Andrew Gillum on Ron DeSantis in Florida Governor Debate: 'The Racists Believe He's a Racist'

Florida gubernatorial candidates Andrew Gillum, Democratic mayor of Tallahassee, and Ron DeSantis, a former GOP congressman, sparred in a war of words Wednesday night during their second and final debate, taking personal jabs at one another over their past actions.

Gillum, who if elected would become the state's first black governor, accused DeSantis at one point of having the support of racists. The black mayor said it was because DeSantis had spoken at certain conferences in the past and accepted money from someone who called former President Barack Obama a racist slur. Gillum also referenced racist ads targeting him that were made by DeSantis supporters.

"Now I'm not saying Mr. DeSantis a racist," Gillum said. "I'm simply saying the racists believe he's a racist."

Gillum cited the second round of racist robocalls featuring a black man with monkey noises in the background and DeSantis's refusal to return contribution money from a man who called Obama the N-word as evidence that "racists believe he's a racist."

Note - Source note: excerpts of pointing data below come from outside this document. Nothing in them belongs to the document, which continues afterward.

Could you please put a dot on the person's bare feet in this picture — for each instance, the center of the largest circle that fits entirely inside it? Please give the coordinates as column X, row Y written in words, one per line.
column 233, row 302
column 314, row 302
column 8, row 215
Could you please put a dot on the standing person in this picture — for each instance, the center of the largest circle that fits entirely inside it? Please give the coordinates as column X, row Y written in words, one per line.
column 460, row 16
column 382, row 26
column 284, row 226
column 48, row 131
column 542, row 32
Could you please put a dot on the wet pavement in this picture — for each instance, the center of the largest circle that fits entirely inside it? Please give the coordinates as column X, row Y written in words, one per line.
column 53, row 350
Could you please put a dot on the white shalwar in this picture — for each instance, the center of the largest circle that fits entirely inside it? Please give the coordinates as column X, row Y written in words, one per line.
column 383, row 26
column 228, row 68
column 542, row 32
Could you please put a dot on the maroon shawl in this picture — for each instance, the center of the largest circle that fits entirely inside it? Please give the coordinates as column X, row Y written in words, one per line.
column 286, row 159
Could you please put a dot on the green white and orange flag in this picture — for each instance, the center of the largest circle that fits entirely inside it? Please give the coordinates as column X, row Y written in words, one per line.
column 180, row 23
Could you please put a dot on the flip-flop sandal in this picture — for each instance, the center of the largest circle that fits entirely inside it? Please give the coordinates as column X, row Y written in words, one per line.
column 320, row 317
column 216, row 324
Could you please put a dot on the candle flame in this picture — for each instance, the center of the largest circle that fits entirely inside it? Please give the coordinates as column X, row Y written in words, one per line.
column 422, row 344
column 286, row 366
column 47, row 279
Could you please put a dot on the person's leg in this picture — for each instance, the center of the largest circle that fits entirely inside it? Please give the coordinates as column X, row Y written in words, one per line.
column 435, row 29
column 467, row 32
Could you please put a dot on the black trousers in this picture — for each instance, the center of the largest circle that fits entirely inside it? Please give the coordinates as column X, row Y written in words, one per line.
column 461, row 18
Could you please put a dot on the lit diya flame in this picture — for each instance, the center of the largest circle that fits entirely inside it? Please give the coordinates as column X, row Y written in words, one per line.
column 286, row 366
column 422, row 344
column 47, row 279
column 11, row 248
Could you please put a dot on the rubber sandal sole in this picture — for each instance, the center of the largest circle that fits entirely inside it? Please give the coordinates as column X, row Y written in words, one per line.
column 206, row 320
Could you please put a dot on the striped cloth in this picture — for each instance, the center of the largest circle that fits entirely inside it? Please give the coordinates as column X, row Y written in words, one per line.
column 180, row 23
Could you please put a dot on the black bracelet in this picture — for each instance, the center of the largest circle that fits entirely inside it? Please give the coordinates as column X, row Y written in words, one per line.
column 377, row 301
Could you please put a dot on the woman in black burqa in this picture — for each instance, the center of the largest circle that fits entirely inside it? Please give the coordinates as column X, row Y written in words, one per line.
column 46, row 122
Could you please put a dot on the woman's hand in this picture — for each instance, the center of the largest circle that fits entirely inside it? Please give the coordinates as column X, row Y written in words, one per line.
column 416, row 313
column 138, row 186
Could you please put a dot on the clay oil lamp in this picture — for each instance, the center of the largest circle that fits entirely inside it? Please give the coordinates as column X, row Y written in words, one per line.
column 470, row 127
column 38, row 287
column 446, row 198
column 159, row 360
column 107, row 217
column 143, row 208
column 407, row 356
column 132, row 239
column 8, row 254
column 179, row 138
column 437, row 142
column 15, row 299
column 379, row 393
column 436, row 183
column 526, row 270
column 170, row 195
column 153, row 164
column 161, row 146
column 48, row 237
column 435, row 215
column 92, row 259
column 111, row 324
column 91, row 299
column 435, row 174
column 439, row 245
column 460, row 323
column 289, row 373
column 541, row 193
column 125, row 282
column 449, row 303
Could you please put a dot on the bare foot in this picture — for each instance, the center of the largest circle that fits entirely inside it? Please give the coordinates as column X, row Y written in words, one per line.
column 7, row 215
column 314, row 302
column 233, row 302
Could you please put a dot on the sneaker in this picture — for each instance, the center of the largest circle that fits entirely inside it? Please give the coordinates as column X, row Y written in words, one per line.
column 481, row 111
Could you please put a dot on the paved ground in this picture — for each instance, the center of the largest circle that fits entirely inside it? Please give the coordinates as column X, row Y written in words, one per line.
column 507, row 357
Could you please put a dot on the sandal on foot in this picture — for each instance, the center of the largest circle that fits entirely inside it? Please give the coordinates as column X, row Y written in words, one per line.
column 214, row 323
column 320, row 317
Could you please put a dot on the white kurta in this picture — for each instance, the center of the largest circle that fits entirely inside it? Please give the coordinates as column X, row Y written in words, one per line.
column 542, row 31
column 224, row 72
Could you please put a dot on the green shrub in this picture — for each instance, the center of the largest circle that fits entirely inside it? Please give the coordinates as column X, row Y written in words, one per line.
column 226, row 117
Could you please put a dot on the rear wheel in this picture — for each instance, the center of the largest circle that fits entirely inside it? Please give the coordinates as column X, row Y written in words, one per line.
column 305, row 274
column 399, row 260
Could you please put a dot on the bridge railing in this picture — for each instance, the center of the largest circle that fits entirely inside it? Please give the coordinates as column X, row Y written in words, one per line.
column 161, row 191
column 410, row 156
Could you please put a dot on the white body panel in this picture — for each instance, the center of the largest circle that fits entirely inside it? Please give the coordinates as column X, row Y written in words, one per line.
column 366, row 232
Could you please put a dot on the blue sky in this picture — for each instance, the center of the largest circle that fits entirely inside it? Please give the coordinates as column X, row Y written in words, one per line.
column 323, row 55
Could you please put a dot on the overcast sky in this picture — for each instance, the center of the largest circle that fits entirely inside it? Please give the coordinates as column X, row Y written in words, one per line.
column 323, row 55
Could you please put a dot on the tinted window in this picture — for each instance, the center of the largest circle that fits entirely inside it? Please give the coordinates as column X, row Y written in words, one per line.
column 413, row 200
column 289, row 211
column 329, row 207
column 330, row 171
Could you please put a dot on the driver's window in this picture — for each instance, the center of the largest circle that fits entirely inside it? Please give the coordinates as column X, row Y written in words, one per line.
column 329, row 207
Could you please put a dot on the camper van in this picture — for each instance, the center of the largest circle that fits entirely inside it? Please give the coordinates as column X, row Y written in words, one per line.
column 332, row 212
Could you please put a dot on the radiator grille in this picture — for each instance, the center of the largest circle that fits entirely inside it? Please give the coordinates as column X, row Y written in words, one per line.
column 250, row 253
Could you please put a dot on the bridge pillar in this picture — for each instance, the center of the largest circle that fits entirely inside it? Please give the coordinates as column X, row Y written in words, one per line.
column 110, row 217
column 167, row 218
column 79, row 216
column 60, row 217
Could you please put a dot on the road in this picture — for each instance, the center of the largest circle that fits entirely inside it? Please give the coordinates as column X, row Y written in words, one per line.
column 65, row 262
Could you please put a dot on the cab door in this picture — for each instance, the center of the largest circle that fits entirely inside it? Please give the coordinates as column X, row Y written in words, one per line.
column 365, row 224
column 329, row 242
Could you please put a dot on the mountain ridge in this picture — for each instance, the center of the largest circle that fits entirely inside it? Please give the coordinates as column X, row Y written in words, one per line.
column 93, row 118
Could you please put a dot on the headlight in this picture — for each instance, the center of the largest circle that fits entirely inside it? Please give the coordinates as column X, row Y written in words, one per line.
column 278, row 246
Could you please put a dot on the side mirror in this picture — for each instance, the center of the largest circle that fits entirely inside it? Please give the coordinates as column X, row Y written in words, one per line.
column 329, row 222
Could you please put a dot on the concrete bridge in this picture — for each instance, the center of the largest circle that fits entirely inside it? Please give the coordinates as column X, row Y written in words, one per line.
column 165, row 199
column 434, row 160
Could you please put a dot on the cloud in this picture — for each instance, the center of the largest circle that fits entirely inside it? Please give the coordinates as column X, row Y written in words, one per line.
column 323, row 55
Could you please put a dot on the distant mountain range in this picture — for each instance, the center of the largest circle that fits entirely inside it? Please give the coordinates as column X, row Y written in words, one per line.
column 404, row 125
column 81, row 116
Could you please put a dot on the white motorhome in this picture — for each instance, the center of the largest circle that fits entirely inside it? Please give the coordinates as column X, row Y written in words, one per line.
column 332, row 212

"I'm not going to sit here and take this nonsense from a guy like Andrew Gillum who always plays the victim, who's going out and aligning himself with groups who attack our men and women in law enforcement," DeSantis said.

Andrew Gillum, Ron DeSantis Florida governor Debate, racist
Florida Republican gubernatorial candidate Ron DeSantis shakes hands with Democratic gubernatorial candidate Andrew Gillum after a CNN debate, Sunday, October 21 in Tampa, Florida. Photo by Chris O'Meara-Pool/Getty Images

The GOP candidate also mentioned Gillum's signed pledge to the Dream Defenders, an activist group whose mission is to end the school-to-prison pipeline. During the two men's first debate, Gillum said he did not recall signing the pledge. PolitiFact has reported that a Dream Defenders spokeswoman confirmed Gillum signed the pledge in June, along with other Democratic gubernatorial candidates at the time.

The pledge stated that those who sign will not take "a single penny" from the National Rifle Association or a private prison operator. In other papers the Dream Defenders say are part of the pledge signed by Gillum is a passage criticizing police and prisons who wreak "havoc for the have-nots."

DeSantis has called the pledge a "radical manifesto," alleging the group's main goal is "to boycott, divest and sanction the state of Israel." Gillum has previously said that he does not support the Boycott, Divest and Sanctions (BDS) movement.

Just prior to the back-and-forth exchanges with Gillum over the topic of racism, the moderator questioned DeSantis' four appearances at speaking events hosted by the right-wing David Horowitz Freedom Center, which calls itself a "school of political warfare." The debate moderator pressed DeSantis about his support for the leader of the center, David Horowitz, despite past controversial comments made by the political activist.

"This country's only serious race war is against whites," the moderator quoted Horowitz as saying at past events. "If blacks are oppressed in America, why isn't there a black exodus?"

The moderator asked DeSantis about a speech he gave in 2015 at a Horowitz event, which reportedly took place after those remarks were made by Horowitz at a different event. The moderator quoted DeSantis as saying he believed Horowitz has "done such great," and that DeSantis said he was an "admirer of an organization that shoots straight, tells the American people the truth and is standing up for the right thing."

DeSantis defended his past praise for Horowitz, saying he was unaware the man's controversial comments had ever been made.

"How the hell am I supposed to know every statement somebody makes?" DeSantis said. "I am not going to bow down to the altar of political correctness."

DeSantis said he had a long history of working with people of all races, saying as a prosecutor he "stuck up for victims of every race, color and creed."

In August, DeSantis received blowback after saying on Fox News he hoped Florida voters would not "monkey this up" by electing Gillum.

Wednesday night's debate held in South Florida was the second and final debate the two men will have before election day. Also discussed were national issues such as the divisive political rhetoric following a series of pipe bombs that were sent to Democratic officials and CNN offices earlier that day, in addition to Florida issues such as the voter restoration rights of those convicted of a felony in the state.

Gillum defended his choice to accept Broadway tickets to the musical show Hamilton, which were reportedly provided by an undercover FBI agent as part of an investigation into public corruption. On Tuesday, it was reported that Gillum accepted the tickets knowing they came from a potential developer looking to do business in Tallahassee, the city where he is mayor. Gillum said his brother gave him the tickets and was not aware they were from the undercover agent posing as a businessman.

"I take responsibility in not asking more questions," Gillum said. "In the State of Florida, we've got 99 issues and Hamilton ain't one of them."